Old Mutual Gold comment - Dec 22 - Fund Manager Comment27 Mar 2023
Despite peaking at US$2 039/oz in the first quarter and troughing at $1 629/oz in the fourth quarter, the gold price closed the year flat in US dollar terms at $1 814/oz. Over the year, however, the rand weakened 7% and therefore the rand gold price did the same.
A bullish environment prevails for gold in the medium term, as the global growth outlook is hampered by military conflict in Europe and ongoing Sino-American tensions. In the short term, China’s reopening will provide an offset to otherwise slowing global growth, but structural issues such as slowing population growth will create economic challenges in the medium term. Since OPEC Plus has demonstrated its intention to support the oil price around current levels, the risk of persistent inflation is growing.
The Old Mutual Gold Fund has a composite benchmark weighted 70% to South African gold equities and 30% to the FTSE Gold Mines Index, which is comprised of global gold stocks. JSE-listed gold shares performed as follows over the year: AngloGold Ashanti 3%, Gold Fields 5%, Harmony Gold -11%, Pan African Resources -9% and DRD Gold -2%. The FTSE Gold Mines Index returned -10% for the quarter in rands.
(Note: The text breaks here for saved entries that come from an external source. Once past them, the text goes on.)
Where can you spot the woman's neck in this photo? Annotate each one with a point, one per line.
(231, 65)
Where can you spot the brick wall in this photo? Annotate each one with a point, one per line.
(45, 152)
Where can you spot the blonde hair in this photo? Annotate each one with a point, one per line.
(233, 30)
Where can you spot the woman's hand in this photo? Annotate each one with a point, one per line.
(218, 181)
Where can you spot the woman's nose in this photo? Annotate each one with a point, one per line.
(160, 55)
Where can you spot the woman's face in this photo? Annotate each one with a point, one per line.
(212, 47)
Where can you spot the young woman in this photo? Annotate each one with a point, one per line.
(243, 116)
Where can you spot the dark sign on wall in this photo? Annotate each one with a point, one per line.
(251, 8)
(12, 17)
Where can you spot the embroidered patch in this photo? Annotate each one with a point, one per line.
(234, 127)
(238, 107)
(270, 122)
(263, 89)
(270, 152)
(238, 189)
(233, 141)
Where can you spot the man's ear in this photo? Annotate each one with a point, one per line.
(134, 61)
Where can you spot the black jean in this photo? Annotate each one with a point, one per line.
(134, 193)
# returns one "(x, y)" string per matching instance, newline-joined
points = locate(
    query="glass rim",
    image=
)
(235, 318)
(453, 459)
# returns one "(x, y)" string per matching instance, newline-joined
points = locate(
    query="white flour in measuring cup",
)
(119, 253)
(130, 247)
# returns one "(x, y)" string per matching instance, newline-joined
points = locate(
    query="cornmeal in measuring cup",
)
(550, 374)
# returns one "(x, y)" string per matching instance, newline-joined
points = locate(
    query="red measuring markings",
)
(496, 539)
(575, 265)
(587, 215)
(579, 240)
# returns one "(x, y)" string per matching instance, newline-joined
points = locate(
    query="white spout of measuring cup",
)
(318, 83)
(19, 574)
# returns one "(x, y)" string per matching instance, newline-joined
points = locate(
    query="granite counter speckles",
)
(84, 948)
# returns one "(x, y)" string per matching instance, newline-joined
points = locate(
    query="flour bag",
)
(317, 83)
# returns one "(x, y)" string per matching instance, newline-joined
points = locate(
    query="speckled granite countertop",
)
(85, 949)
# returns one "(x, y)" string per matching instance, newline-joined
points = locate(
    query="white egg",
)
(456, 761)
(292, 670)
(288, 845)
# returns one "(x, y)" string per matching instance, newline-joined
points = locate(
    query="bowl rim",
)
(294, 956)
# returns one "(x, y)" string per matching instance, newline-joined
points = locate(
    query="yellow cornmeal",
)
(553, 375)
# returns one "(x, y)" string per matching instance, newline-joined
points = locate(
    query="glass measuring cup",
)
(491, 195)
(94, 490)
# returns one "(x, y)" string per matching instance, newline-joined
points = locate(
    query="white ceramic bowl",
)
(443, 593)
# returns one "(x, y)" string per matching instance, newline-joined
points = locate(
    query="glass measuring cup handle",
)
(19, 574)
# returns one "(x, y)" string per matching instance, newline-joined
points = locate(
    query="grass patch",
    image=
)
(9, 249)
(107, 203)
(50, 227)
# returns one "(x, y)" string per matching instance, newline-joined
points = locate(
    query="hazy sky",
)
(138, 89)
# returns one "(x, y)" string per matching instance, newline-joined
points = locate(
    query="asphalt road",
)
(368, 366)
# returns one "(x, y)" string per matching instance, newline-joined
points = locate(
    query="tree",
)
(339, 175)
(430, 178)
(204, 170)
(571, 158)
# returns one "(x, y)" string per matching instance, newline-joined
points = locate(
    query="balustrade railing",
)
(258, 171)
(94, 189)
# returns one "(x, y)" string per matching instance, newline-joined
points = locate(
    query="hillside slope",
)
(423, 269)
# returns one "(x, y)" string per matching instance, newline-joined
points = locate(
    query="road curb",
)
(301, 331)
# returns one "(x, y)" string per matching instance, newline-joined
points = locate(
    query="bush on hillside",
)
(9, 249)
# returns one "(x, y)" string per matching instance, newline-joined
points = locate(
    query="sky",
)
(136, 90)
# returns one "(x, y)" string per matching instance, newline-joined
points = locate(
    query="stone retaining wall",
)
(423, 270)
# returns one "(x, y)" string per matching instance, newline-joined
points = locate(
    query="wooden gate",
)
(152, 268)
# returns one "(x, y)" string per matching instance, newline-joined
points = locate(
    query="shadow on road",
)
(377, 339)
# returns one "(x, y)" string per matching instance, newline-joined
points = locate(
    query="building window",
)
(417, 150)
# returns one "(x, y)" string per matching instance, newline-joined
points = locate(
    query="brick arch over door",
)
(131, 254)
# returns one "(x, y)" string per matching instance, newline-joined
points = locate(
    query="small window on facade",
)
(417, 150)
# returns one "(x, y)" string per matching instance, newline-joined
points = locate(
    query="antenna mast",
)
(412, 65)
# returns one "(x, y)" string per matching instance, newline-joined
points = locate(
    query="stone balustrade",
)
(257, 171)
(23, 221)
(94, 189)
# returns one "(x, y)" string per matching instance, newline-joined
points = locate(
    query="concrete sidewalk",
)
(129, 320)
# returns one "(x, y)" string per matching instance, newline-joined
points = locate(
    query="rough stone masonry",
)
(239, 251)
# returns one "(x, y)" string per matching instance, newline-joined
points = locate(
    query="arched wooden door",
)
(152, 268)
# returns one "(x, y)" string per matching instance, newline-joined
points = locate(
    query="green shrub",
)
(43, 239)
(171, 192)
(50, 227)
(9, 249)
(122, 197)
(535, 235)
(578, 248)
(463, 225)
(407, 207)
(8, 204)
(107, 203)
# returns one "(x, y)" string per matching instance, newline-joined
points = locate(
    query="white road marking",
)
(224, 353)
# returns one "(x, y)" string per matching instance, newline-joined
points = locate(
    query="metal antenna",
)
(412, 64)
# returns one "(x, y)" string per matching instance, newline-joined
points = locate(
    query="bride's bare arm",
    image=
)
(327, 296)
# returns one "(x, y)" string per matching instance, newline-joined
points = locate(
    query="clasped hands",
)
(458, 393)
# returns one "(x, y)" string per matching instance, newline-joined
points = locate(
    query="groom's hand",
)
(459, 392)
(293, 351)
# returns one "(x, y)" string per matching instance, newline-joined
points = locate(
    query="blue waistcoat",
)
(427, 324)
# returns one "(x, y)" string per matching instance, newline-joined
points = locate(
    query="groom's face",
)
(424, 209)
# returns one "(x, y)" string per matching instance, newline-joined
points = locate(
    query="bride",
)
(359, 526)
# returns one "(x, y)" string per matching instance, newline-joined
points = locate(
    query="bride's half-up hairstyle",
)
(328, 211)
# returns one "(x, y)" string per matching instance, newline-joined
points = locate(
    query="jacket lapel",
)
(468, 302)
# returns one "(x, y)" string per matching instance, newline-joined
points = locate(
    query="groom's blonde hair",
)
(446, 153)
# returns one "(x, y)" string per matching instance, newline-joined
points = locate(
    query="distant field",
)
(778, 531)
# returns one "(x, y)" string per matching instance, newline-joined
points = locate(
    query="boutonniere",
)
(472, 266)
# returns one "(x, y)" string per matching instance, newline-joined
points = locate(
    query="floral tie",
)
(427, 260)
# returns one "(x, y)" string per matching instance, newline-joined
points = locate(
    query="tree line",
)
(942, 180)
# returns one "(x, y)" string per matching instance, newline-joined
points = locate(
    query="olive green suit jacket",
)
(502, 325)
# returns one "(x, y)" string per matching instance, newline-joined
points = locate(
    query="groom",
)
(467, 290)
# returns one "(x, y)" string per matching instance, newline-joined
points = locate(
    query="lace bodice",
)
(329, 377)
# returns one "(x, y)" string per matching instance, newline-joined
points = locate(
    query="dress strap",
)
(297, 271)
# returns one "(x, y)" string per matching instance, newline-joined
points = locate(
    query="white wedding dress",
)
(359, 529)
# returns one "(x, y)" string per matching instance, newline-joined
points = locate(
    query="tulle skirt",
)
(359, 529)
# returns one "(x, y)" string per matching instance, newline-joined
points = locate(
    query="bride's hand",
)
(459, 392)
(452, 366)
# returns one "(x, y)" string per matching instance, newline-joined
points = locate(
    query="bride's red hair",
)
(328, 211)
The fund is exposed to JSE-listed gold miners with globally diversified operating assets. Gold Fields is the fund’s largest holding. This share has rallied after the proposed acquisition of Yamana fell through, though as a knock-on effect the group is searching for a new CEO. The group has a global portfolio of low-cost assets and has brought costs under control at its South African South Deep operation. Production is expected to grow as it completes the Salares Norte project in Chile.
Given a more constructive outlook on the gold price, the fund holds no gold exchange traded funds (ETFs) in order to maximise leverage to the gold price.